プロレス・木村健悟「藤波は童顔でかわいらしい顔して、まだ身体も細かったから『絶対に俺のほうが強いだろ』と思ってたよ」
スパルタのユキーデ
――新日本に移籍したばかりの頃、藤波さんとの関係はどうだったんですか?
木村 藤波さんとは、新日本に移籍するちょっと前にもう会ってるんですよ。坂口さんが新日本に合流する前、じつは水面下でもう動いていて、猪木&坂口が一緒に某スタジオで写真撮影をするっていう機会があったんです。そこにボクは坂口さんの付き人として一緒に行って。その広いスタジオの中に猪木・坂口が見えるんだけど、薄暗いところにひとり若者がいるわけ。それが藤波だったんですよ。同じ若手同士で、こっちは坂口さんの付き人で、向こうは猪木さんの付き人。しかも同い年でしょ? それは意識しますよね。その時から「俺のライバルはこいつだ!」って思いましたよ。向こうは全然そう思ってなかったかもしれないけど(笑)。
―― 一方通行でしたか(笑)。
木村 向こうは童顔でかわいらしい顔して、まだ身体も細かったから、「絶対に俺のほうが強いだろ」と思ってたんだけど、あんまり問題にされてなかったかな(笑)。
――でも、木村さんと藤波さんは、1987年1月14日に後楽園ホールでワンマッチ興行という歴史に残る試合をのちにやりましたよね。
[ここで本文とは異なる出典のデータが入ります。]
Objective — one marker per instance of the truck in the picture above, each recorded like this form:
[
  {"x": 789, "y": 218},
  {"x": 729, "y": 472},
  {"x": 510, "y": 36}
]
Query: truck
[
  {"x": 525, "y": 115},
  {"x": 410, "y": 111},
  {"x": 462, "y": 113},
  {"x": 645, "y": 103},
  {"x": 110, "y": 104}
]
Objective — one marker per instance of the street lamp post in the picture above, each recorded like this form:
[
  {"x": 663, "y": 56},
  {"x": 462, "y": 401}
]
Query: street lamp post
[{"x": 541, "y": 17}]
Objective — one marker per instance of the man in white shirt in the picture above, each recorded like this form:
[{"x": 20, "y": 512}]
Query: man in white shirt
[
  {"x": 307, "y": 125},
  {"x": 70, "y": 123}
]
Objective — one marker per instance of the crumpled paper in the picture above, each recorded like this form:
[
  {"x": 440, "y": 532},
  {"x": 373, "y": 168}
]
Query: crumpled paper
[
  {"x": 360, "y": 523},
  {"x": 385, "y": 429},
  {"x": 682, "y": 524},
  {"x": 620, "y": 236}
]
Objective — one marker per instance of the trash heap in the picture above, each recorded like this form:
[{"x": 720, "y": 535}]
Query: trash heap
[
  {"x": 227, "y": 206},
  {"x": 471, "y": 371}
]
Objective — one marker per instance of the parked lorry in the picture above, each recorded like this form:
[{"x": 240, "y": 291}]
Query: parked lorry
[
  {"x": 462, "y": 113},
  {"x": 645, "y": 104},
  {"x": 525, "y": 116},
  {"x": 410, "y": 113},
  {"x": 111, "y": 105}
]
木村 そうだね。木村vs藤波のワンマッチだけで後楽園をやるなんて興行は、後にも先にもあれ1回しかないわけだから。あれは新日本の歴史の1ページを飾れたんじゃないかな。
――ワンマッチ興行って、誰のアイデアだったんですか?
木村 誰のアイデアかなぁ? 新間(寿)さん辺りじゃないの?
――いや、あの頃はもう新間さんは新日本を退社してます。83年のクーデター騒動で失脚して。
木村 ああ、そうか。
――そうすると、猪木さんなんですかね?
木村 猪木さんなのかなあ。いずれにしても、あの1試合だけで後楽園を札止めにするくらい俺たちに期待感があったからこそできたんだろうね。やるまでは、本当にお客が入るのか心配だったけどね。